I was surprised, in part, because I was not aware of this incident at all as it had not appeared in HHS’s breach tool. Since it occurred after HITECH went into effect, it’s possible that the breach affected less than 500 patients. According to a statement from the hospice reported by David Cole of the Coeur d’Alene Press, the hospice had appropriately reported the incident at the time to HHS.
So why did HHS fine this hospice $50,000? Was it to make some point about leaving laptops in unattended cars? If so, I approve in principal, but why this hospice instead of one of the many other covered entities that have had laptops stolen from cars? At least in this case, it is somewhat more understandable that an employee would have removed patient data from the office as they provide home-based hospice services.
Should the data have been encrypted or otherwise protected? Obviously. And do I agree with the hospice’s statement that “The theft of the laptop was out of our hands?” Obviously not. If you wouldn’t leave your wallet with all your credit cards and IDs in your car to be stolen, you shouldn’t be leaving a laptop with patient information in your car to be stolen. And if you would leave your wallet in your car, I personally don’t think you should ever be trusted with patient data.
But a $50,000 fine for a hospice that self-reported a breach seems harsh, particularly when we think of all the other cases where no fine was imposed.
There is no statement on the hospice’s web site at this time. Nor on HHS’s. I’ve e-mailed both requesting a statement or explanation as to why this breach resulted in a fine and hope we’ll find out more.
Having heard OCR talk on this subject several times, their reasoning is simple. The HIPAA Privacy/Security rule have been in place for years. An organization, whether self reporting or reported by a third party, should have been following the regulations. Even the Omnibusman rule under HITECH is enforceable, even though not final. If they hadn’t self reported the fines could have been much higher. I am sure they looked to see if they had done a risk assessment, developed appropriate policies, educated their staff, and checked to assure that their workforce followed their policies. The fine was rather small compared to some recent $1.5M judgements.

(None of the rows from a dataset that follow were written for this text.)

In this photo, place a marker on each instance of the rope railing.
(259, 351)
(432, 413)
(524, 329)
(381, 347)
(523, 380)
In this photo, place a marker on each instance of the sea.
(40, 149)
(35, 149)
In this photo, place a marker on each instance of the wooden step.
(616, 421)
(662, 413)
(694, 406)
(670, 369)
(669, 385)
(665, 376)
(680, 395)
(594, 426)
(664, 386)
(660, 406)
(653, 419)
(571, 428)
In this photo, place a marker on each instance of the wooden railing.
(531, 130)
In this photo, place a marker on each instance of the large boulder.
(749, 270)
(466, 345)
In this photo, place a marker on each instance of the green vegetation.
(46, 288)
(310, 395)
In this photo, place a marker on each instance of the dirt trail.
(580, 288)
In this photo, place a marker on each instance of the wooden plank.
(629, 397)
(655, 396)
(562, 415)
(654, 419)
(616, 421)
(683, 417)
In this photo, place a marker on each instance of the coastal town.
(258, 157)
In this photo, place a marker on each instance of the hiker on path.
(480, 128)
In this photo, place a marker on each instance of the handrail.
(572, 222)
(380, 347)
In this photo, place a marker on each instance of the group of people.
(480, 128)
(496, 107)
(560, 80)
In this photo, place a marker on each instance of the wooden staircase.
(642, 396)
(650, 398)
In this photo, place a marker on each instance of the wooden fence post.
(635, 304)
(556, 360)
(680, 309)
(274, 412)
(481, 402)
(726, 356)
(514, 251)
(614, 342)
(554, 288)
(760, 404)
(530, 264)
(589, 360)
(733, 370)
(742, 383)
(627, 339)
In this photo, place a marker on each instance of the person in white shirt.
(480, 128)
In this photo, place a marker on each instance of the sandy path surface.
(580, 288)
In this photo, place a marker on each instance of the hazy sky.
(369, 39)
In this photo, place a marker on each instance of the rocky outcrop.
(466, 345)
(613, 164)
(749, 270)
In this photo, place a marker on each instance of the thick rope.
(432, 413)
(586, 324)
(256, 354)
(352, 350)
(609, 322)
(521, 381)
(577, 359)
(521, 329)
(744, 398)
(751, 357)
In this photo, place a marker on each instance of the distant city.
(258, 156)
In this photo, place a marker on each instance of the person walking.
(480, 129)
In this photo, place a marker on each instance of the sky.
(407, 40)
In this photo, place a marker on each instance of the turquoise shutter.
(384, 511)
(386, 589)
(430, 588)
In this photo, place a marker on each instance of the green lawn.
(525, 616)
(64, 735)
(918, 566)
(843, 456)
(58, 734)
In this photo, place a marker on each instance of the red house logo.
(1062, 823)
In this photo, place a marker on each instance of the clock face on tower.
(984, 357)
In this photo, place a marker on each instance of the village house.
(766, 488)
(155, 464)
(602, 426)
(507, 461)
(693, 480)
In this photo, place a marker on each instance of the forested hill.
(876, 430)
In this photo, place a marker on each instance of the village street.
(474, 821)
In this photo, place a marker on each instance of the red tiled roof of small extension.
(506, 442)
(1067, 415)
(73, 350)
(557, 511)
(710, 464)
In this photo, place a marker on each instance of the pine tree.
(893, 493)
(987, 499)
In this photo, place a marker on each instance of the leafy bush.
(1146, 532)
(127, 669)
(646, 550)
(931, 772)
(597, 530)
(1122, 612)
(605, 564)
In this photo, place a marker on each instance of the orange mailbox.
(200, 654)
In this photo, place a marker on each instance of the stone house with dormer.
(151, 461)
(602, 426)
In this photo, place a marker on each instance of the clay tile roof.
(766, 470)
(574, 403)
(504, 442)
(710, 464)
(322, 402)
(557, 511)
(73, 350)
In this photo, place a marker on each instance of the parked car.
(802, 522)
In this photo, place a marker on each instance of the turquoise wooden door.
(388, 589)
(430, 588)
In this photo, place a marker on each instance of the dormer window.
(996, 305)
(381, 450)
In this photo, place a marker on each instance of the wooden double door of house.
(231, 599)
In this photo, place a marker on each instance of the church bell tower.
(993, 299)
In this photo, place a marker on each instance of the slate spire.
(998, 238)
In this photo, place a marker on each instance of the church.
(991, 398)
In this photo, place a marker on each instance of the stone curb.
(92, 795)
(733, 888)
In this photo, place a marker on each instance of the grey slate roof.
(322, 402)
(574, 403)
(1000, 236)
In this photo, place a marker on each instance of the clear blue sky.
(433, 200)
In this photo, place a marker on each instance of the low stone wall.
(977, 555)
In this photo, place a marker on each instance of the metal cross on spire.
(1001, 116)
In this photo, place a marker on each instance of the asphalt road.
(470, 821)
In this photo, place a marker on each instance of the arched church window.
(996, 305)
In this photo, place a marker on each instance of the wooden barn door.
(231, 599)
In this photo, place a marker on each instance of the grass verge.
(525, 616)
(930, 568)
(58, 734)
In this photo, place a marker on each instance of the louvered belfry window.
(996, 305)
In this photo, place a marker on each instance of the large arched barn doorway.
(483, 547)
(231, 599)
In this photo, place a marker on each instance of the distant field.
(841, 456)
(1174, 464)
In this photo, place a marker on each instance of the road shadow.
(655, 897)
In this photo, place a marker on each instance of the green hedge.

Thanks, Bill, and you make sense, but given the embarrassment of riches to choose from on stolen laptops, I just didn’t understand why this one (and not others). This is where a statement/press release by them would be helpful. Perhaps it’s as you suggest – that there had been no risk assessment or other protections in place, but if HHS wants entities to learn a lesson from this, they need to be clear about what the take-home message should be.
I have contacted a lawyer and he said this could clearly be a class action suit. My information it appears to been on that electronic device. Im not sure why certain information was very unclear on the letter I recieved but I truely believe not all is being told.